Reputation: 35961
Sometimes a node backing GKE cluster goes down, with NotReady
status:
$ kubectl get nodes
NAME STATUS AGE VERSION
gke-my-pool-f8045547-60gw Ready 10d v1.6.2
gke-my-pool-f8045547-7c7e NotReady 10d v1.6.2
Node can stuck for days in NotReady, until I manually restart it.
I have a Health check for my pods, so all of them go to other nodes, but the problem that this stale node still has GCE disks attached. So some of pods are unable to start on any of other nodes, until I manually detach disks (or restart stale node).

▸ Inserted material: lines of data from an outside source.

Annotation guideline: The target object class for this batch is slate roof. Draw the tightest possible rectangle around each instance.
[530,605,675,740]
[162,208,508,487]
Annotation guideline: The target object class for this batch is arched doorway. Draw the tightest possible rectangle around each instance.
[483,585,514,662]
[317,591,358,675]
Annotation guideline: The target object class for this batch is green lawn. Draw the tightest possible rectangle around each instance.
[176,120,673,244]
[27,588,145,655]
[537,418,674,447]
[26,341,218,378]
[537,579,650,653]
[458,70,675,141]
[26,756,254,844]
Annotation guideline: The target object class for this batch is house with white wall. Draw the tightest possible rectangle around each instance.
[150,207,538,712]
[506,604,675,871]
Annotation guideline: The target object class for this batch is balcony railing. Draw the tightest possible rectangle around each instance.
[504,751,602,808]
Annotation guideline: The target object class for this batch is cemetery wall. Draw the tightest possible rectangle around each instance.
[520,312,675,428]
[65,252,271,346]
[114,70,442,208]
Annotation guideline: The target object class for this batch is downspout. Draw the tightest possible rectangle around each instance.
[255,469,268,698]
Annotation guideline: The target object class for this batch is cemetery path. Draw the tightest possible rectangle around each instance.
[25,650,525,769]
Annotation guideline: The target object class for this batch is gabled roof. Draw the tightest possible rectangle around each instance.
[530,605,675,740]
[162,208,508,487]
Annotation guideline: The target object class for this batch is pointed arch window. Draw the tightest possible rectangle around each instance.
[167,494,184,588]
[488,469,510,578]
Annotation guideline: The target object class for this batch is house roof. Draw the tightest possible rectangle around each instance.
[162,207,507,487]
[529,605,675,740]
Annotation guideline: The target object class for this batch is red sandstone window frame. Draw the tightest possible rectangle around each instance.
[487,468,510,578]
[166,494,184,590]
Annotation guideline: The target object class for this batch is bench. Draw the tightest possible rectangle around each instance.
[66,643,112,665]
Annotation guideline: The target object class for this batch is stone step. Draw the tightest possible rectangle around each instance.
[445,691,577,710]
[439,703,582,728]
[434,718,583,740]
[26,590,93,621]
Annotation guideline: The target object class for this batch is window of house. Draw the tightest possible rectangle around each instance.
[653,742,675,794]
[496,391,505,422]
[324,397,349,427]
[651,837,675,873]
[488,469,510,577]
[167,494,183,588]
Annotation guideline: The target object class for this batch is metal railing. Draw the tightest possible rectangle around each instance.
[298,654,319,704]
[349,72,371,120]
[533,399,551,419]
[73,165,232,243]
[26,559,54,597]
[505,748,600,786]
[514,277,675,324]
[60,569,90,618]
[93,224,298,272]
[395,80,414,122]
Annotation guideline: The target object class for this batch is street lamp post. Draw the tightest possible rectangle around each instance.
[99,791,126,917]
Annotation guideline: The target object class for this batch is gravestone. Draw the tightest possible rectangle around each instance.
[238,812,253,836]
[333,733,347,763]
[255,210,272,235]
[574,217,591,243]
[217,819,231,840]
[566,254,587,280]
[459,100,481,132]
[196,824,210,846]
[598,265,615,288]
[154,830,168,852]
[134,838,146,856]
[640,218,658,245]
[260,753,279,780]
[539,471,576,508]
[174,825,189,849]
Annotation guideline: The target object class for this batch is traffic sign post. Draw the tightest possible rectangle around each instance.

This basically kills whole idea of Kubernetes, because it this happens few times a day, so I have to babysit it whole day. Is there any way to configure Kubernetes or GCE to automate this? Most simple way would be automatic restart of NotReady
nodes, but it seems that there no way to configure health check for nodes itself. Another option would be automatic unmount of disks, when it requested from another machine, but I don't see any way to configure that too.
Upvotes: 0
Views: 4716
Reputation: 251
GKE has a node auto-repair functionality that will monitor the node's health status and trigger an automatic repair event (currently a node recreation for NotReady nodes). It's currently in Beta, but you can try it: https://cloud.google.com/container-engine/docs/node-auto-repair
Upvotes: 2